Em convenção estadual realizada neste sábado (25), em Campinas (SP), com a presença do presidente Lula, o PT lançou a candidatura do ex-ministro da Fazenda Fernando Haddad ao governo de São Paulo. O encontro confirmou o nome de Márcio França (PSB) como vice de Haddad, além de mais de 90 candidatos a deputado estadual e 56 candidatos a deputado federal pelo partido.
Em seu discurso, Fernando Haddad criticou o governador Tarcísio de Freitas (Republicanos) e as privatizações realizadas na gestão do aliado do ex-presidente Jair Bolsonaro.
“Qual é a disputa que a gente faz com o Tarcísio? O que é possível disputar com ele, se tudo está indo para trás e ele não é cobrado por nenhum resultado? Na segurança, na saúde e na educação, população em situação de rua. Esse que disse que acabou com a Cracolândia viu a população de rua aumentar em 82%, segundo a Fundação Seade. Como é que alguém bate no peito para falar desses indicadores?”, disse o candidato.
“As privatizações feitas a toque de caixa, tanto a Sabesp quanto o Metrô, CPTM entregues a empresas sem a menor experiência nesses ramos de atividade. E a água está faltando na torneira, quando chega, chega suja, e a conta d'água subindo todo ano, ao contrário do que ele próprio prometeu”, afirmou Haddad.
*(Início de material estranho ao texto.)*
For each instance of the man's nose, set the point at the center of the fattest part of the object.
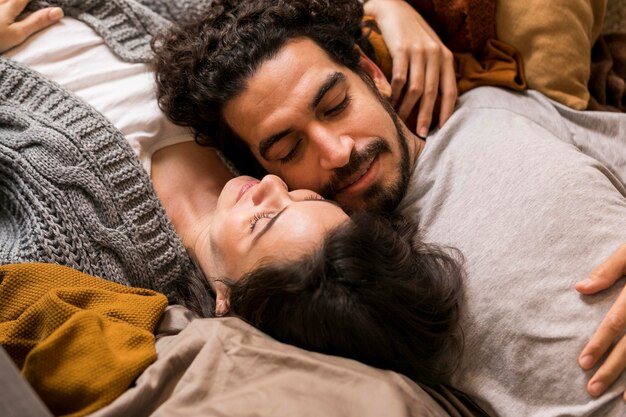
(334, 149)
(270, 190)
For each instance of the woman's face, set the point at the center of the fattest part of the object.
(261, 220)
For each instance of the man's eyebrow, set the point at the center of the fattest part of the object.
(266, 144)
(332, 80)
(268, 225)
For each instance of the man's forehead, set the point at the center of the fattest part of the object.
(288, 80)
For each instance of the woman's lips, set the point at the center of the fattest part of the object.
(246, 187)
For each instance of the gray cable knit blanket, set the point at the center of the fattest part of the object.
(71, 189)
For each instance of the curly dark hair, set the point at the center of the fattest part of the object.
(370, 293)
(203, 64)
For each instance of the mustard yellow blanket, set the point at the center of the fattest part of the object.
(80, 341)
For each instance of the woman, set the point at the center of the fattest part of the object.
(289, 262)
(297, 267)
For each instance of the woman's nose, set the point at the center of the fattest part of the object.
(270, 189)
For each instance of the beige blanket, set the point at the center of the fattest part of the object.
(224, 367)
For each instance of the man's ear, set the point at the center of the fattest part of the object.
(376, 73)
(222, 303)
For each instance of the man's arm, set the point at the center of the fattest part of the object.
(13, 32)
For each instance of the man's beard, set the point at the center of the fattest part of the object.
(378, 198)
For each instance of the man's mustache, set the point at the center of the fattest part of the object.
(343, 174)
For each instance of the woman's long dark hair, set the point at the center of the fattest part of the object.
(370, 293)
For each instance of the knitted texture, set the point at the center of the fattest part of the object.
(72, 191)
(80, 341)
(127, 26)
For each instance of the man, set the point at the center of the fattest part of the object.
(504, 181)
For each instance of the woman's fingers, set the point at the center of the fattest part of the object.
(611, 328)
(12, 32)
(610, 370)
(605, 274)
(423, 67)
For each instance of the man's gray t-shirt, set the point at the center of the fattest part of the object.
(505, 182)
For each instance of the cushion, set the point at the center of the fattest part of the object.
(555, 39)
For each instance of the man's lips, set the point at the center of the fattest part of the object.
(245, 188)
(362, 179)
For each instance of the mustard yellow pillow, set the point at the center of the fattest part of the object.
(555, 39)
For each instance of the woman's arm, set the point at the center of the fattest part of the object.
(423, 66)
(613, 325)
(14, 32)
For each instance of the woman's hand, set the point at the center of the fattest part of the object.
(13, 32)
(422, 65)
(613, 325)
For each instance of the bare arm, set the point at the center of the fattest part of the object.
(612, 327)
(188, 179)
(423, 66)
(14, 32)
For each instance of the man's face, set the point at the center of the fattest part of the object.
(320, 126)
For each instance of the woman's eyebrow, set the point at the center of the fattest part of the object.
(273, 219)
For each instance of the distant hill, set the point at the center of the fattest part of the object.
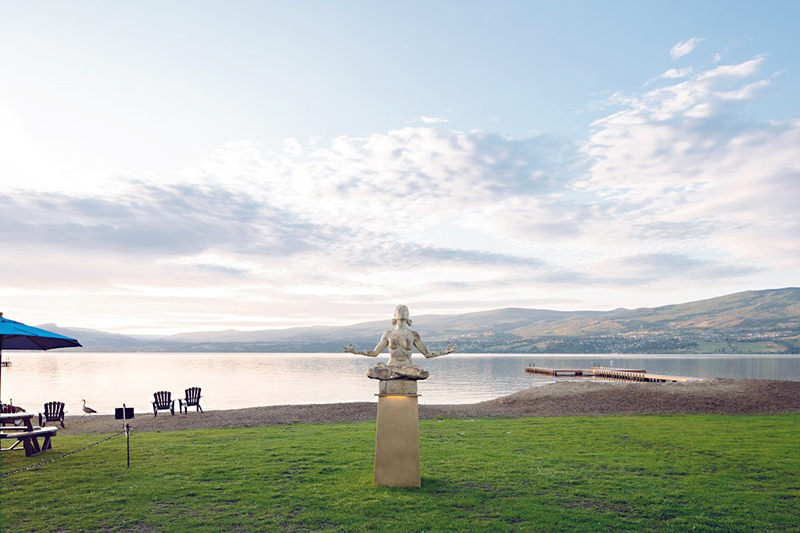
(765, 321)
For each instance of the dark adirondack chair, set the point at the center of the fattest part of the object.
(53, 412)
(163, 402)
(192, 398)
(11, 408)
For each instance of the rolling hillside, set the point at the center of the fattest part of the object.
(765, 321)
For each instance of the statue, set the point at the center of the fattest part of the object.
(400, 342)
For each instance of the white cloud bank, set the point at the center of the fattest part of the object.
(684, 48)
(672, 196)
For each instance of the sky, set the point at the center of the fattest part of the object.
(206, 165)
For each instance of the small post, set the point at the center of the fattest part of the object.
(125, 414)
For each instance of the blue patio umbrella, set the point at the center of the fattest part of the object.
(18, 336)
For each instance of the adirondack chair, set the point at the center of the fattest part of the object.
(53, 412)
(192, 398)
(163, 401)
(10, 408)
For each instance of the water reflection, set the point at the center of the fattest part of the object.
(245, 380)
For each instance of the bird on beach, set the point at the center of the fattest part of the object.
(87, 410)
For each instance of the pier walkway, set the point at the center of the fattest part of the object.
(623, 374)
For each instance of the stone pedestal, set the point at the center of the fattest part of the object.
(397, 438)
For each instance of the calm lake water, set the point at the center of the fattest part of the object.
(231, 381)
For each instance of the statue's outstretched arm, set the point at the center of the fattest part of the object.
(424, 351)
(382, 344)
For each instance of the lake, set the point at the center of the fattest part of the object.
(236, 380)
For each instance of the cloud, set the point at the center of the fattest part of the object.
(674, 73)
(676, 187)
(434, 120)
(684, 48)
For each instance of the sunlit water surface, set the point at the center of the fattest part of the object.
(236, 380)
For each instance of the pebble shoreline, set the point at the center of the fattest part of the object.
(568, 398)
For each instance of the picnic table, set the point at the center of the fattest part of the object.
(25, 433)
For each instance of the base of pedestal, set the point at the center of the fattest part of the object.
(397, 441)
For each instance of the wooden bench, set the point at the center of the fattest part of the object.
(30, 440)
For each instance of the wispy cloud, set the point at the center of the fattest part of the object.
(684, 48)
(434, 120)
(673, 187)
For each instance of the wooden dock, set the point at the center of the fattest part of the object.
(623, 374)
(639, 375)
(558, 371)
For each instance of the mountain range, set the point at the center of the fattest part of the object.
(765, 321)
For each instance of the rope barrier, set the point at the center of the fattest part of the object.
(30, 467)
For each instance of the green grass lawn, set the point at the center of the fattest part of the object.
(624, 473)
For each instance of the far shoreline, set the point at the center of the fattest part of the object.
(565, 398)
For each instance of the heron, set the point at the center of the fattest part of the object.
(87, 410)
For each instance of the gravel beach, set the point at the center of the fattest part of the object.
(567, 398)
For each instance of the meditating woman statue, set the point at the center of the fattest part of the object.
(400, 340)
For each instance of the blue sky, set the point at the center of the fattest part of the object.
(180, 166)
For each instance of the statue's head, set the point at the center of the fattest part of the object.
(401, 313)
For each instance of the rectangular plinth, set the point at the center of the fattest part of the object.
(397, 441)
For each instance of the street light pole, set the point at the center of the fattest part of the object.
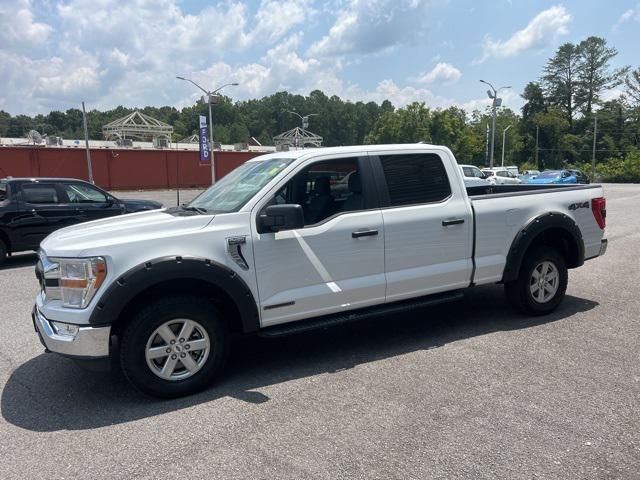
(210, 96)
(493, 94)
(504, 135)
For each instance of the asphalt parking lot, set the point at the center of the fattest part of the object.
(466, 390)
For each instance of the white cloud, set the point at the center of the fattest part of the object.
(541, 32)
(441, 73)
(370, 26)
(275, 18)
(281, 68)
(399, 96)
(628, 15)
(18, 30)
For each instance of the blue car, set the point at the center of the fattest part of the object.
(554, 176)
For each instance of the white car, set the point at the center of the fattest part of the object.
(273, 248)
(500, 176)
(473, 176)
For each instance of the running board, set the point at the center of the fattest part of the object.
(300, 326)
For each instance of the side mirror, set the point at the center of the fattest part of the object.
(281, 217)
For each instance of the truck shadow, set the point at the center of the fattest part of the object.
(20, 260)
(50, 393)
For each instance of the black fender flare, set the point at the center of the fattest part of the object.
(142, 277)
(525, 236)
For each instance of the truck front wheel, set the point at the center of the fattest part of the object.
(541, 284)
(174, 346)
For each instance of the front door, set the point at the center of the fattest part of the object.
(334, 263)
(427, 222)
(41, 212)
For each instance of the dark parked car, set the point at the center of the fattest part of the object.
(32, 208)
(581, 176)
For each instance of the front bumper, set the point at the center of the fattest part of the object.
(86, 343)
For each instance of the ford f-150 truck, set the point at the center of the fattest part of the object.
(280, 246)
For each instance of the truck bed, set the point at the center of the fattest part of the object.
(497, 191)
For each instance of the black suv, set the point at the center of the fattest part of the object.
(581, 176)
(32, 208)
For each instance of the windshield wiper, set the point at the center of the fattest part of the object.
(191, 208)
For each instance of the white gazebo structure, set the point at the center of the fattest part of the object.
(139, 126)
(298, 138)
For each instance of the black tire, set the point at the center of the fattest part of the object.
(519, 291)
(3, 252)
(144, 323)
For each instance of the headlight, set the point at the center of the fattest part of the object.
(75, 281)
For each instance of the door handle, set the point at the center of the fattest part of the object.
(454, 221)
(364, 233)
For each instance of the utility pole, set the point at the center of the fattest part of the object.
(177, 177)
(86, 143)
(504, 135)
(486, 147)
(537, 161)
(211, 96)
(493, 94)
(593, 155)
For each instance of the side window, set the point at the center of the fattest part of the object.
(81, 193)
(415, 178)
(324, 189)
(39, 193)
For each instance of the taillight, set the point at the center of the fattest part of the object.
(599, 209)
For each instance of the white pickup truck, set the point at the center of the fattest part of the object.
(279, 246)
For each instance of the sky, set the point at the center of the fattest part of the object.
(55, 54)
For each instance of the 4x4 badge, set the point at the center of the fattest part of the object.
(234, 245)
(575, 206)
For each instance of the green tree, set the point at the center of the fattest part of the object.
(594, 73)
(560, 79)
(632, 90)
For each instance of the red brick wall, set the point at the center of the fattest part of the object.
(119, 169)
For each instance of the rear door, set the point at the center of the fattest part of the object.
(427, 221)
(334, 263)
(88, 201)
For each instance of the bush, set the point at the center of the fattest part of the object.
(621, 170)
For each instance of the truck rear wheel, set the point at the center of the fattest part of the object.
(541, 284)
(174, 346)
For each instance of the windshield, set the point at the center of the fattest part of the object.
(236, 188)
(550, 174)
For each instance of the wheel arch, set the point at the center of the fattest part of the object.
(178, 275)
(554, 229)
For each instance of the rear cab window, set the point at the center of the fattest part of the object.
(82, 193)
(415, 178)
(39, 193)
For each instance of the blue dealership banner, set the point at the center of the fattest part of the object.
(205, 155)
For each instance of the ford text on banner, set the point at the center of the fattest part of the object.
(205, 154)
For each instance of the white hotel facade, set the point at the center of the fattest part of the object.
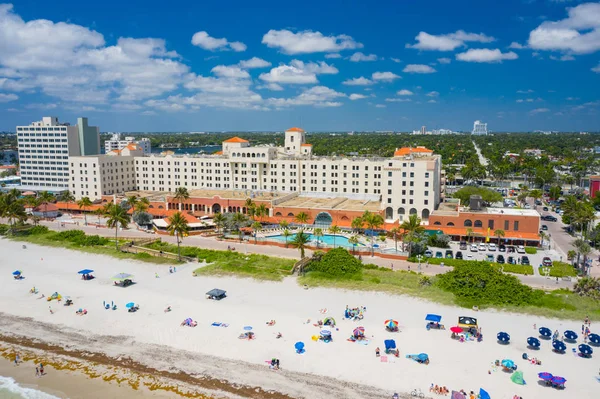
(408, 183)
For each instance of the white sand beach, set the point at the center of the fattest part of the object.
(340, 369)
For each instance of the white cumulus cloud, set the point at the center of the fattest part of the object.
(203, 40)
(447, 42)
(418, 68)
(485, 55)
(307, 41)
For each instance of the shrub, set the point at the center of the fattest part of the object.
(337, 262)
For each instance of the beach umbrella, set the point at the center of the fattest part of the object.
(533, 342)
(559, 346)
(517, 378)
(594, 338)
(545, 376)
(545, 332)
(503, 337)
(558, 380)
(586, 349)
(359, 331)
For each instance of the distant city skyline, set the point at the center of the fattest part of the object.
(325, 66)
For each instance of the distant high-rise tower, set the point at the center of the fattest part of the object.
(479, 128)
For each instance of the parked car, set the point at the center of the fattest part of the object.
(547, 261)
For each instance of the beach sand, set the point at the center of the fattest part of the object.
(216, 358)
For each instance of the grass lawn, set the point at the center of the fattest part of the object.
(230, 263)
(560, 269)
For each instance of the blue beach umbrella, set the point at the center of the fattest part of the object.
(503, 337)
(533, 342)
(585, 349)
(594, 339)
(559, 346)
(545, 332)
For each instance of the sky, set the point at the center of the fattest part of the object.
(341, 65)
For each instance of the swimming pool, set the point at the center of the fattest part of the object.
(340, 241)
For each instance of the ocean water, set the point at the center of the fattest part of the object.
(9, 389)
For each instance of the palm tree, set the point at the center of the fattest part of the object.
(256, 227)
(334, 230)
(45, 197)
(413, 227)
(302, 218)
(300, 241)
(179, 227)
(117, 217)
(318, 233)
(499, 233)
(373, 221)
(239, 219)
(353, 240)
(84, 203)
(357, 224)
(219, 221)
(67, 197)
(181, 194)
(286, 233)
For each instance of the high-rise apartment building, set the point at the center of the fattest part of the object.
(115, 143)
(479, 128)
(45, 147)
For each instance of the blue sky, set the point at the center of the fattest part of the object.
(324, 65)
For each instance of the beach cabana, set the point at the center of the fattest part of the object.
(585, 350)
(123, 279)
(533, 343)
(503, 338)
(216, 294)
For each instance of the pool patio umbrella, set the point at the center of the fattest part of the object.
(503, 337)
(570, 335)
(545, 376)
(594, 339)
(559, 346)
(545, 332)
(585, 349)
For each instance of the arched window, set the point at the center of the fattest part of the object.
(389, 213)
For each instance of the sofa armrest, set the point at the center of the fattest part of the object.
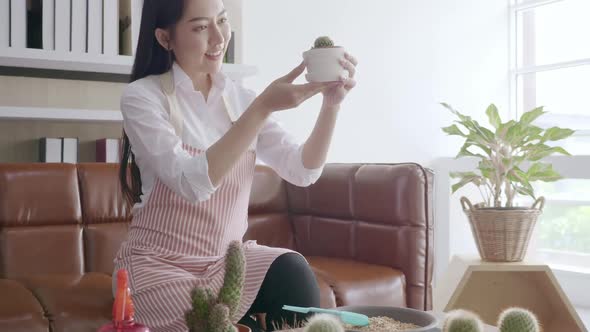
(374, 213)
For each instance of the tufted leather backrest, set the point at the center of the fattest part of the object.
(378, 214)
(40, 220)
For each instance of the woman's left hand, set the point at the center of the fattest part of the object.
(333, 96)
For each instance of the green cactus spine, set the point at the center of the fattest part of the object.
(233, 282)
(324, 323)
(214, 314)
(462, 321)
(518, 320)
(323, 42)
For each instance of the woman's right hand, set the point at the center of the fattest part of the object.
(282, 94)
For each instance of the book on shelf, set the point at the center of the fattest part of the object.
(18, 24)
(69, 150)
(63, 12)
(110, 27)
(129, 24)
(108, 150)
(50, 150)
(48, 24)
(34, 24)
(58, 150)
(79, 26)
(95, 21)
(4, 23)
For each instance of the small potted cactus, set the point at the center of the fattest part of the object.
(518, 320)
(323, 323)
(510, 320)
(323, 61)
(212, 314)
(462, 321)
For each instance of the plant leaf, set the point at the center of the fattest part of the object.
(540, 151)
(525, 190)
(530, 116)
(493, 116)
(556, 134)
(542, 172)
(454, 130)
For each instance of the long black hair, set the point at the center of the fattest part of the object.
(150, 59)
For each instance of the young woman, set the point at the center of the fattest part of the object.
(191, 138)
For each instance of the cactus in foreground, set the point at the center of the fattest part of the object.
(214, 314)
(518, 320)
(323, 42)
(462, 321)
(324, 323)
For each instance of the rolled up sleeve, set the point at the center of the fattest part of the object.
(279, 150)
(156, 145)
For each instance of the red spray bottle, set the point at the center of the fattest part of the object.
(123, 311)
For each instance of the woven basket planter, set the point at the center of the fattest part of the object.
(502, 234)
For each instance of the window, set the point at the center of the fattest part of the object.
(550, 67)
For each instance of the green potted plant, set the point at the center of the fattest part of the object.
(210, 313)
(510, 158)
(323, 61)
(510, 320)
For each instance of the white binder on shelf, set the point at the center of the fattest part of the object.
(18, 24)
(48, 24)
(130, 18)
(79, 26)
(95, 26)
(136, 10)
(62, 25)
(4, 23)
(69, 147)
(110, 27)
(50, 150)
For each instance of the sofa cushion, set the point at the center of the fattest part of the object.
(20, 312)
(73, 302)
(101, 195)
(40, 216)
(39, 194)
(28, 251)
(101, 243)
(273, 230)
(356, 283)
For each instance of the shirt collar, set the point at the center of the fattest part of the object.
(181, 78)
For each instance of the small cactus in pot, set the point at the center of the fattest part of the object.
(518, 320)
(323, 42)
(323, 61)
(462, 321)
(214, 314)
(324, 323)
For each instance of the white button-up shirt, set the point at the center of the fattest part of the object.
(159, 152)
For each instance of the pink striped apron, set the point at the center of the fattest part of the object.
(174, 245)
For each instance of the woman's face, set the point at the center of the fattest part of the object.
(201, 36)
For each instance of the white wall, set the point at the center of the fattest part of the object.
(412, 53)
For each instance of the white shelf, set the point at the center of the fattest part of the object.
(83, 62)
(58, 114)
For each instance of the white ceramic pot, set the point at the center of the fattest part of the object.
(323, 64)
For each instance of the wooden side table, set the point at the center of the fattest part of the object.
(487, 288)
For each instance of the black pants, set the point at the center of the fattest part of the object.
(289, 281)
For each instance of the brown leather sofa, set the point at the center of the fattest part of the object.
(366, 229)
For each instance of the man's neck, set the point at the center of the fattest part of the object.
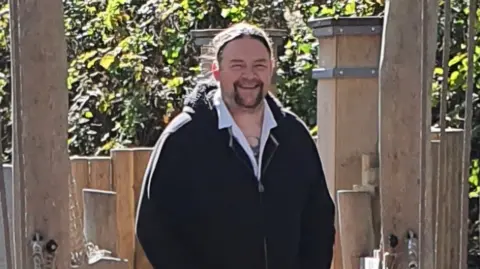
(247, 117)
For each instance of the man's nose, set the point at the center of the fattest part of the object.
(249, 73)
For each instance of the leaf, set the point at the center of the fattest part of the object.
(107, 61)
(225, 12)
(88, 115)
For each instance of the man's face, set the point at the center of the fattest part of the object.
(246, 71)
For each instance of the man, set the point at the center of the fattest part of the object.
(235, 181)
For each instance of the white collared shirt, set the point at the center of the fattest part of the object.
(225, 120)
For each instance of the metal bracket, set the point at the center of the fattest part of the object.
(347, 31)
(345, 72)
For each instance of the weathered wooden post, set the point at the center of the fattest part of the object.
(40, 107)
(347, 94)
(406, 67)
(203, 38)
(448, 201)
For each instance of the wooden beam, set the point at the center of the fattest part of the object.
(101, 218)
(40, 107)
(7, 255)
(123, 163)
(356, 226)
(399, 127)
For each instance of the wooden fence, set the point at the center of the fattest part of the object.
(108, 190)
(119, 175)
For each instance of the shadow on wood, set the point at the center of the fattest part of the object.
(100, 218)
(357, 237)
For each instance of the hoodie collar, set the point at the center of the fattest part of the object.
(225, 119)
(202, 100)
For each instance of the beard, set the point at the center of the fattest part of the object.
(256, 86)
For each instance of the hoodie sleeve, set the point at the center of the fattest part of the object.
(155, 228)
(318, 218)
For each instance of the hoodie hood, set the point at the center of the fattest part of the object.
(200, 100)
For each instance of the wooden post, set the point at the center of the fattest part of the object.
(100, 218)
(449, 200)
(404, 142)
(100, 173)
(6, 255)
(203, 38)
(435, 151)
(347, 95)
(123, 163)
(356, 226)
(110, 264)
(40, 106)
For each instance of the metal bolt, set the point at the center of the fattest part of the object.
(393, 240)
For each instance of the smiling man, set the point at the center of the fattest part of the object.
(235, 181)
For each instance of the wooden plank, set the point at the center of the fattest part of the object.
(399, 127)
(370, 179)
(124, 180)
(449, 200)
(356, 226)
(6, 251)
(7, 178)
(100, 218)
(345, 104)
(109, 264)
(100, 173)
(435, 150)
(42, 167)
(141, 158)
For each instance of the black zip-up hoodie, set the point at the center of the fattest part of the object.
(202, 207)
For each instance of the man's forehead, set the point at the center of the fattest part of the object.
(246, 49)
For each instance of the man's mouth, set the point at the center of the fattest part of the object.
(249, 87)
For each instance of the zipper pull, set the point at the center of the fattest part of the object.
(261, 188)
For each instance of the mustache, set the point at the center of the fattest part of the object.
(248, 83)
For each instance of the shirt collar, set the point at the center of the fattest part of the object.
(225, 119)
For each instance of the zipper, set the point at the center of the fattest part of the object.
(261, 189)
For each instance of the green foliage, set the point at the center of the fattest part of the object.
(132, 61)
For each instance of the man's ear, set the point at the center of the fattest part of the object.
(215, 71)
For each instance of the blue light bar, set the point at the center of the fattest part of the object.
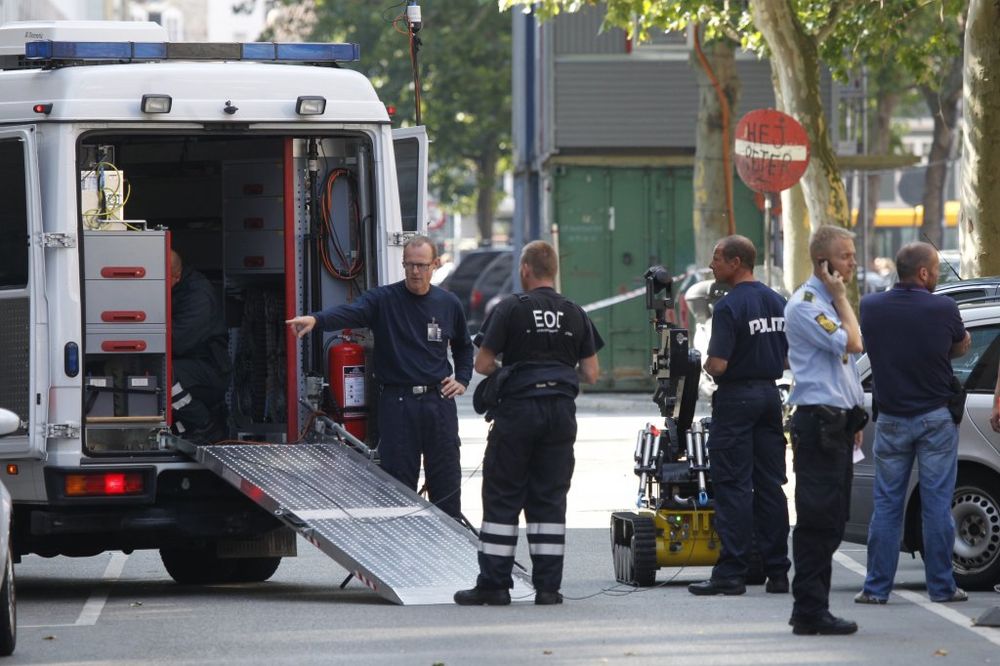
(50, 51)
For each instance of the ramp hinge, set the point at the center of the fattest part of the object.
(62, 431)
(58, 240)
(400, 237)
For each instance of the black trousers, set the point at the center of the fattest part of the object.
(528, 466)
(822, 502)
(747, 455)
(426, 425)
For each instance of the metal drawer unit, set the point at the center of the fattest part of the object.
(126, 324)
(254, 217)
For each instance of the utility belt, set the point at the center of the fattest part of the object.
(835, 424)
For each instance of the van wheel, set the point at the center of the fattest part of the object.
(976, 510)
(8, 609)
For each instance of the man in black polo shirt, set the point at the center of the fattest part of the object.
(414, 324)
(911, 335)
(746, 443)
(529, 453)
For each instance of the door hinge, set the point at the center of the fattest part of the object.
(400, 237)
(58, 240)
(62, 431)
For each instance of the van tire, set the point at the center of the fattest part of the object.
(8, 609)
(975, 507)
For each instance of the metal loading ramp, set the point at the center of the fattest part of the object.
(392, 539)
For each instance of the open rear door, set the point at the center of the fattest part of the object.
(411, 175)
(22, 310)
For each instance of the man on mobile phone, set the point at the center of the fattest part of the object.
(823, 340)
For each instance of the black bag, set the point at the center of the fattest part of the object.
(956, 404)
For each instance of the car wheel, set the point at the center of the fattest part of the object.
(976, 510)
(8, 609)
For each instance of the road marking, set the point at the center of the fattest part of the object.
(95, 604)
(941, 610)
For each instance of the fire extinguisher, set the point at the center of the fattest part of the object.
(346, 362)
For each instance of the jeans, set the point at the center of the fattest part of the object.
(932, 438)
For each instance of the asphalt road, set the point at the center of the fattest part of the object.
(121, 609)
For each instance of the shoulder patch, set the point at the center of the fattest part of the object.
(826, 323)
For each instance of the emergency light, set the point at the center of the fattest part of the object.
(54, 52)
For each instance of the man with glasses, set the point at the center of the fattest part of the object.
(414, 323)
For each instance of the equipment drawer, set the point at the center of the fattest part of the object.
(114, 339)
(254, 214)
(126, 302)
(125, 255)
(256, 251)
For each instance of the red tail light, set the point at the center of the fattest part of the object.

Haddad lembrou ainda de denúncias de corrupção envolvendo o governo de Tarcísio de Freitas. “A Secretaria da Fazenda está totalmente contaminada por corrupção. A todo instante saem matérias dando conta de que o Ministério Público manda afastar auditores fiscais e denunciar empresas que corromperam a máquina pública, sem que o governador emita uma única opinião sobre o que está acontecendo ou anuncie uma única providência”, atacou.
Críticas a Flávio e uso de IA
A chapa de Haddad para o governo será complementada pelas candidaturas de Marina Silva (Rede) e Simone Tebet (PSB) ao Senado. Ambas também participaram da convenção ao lado de Lula e do vice-presidente Geraldo Alckmin (PSB).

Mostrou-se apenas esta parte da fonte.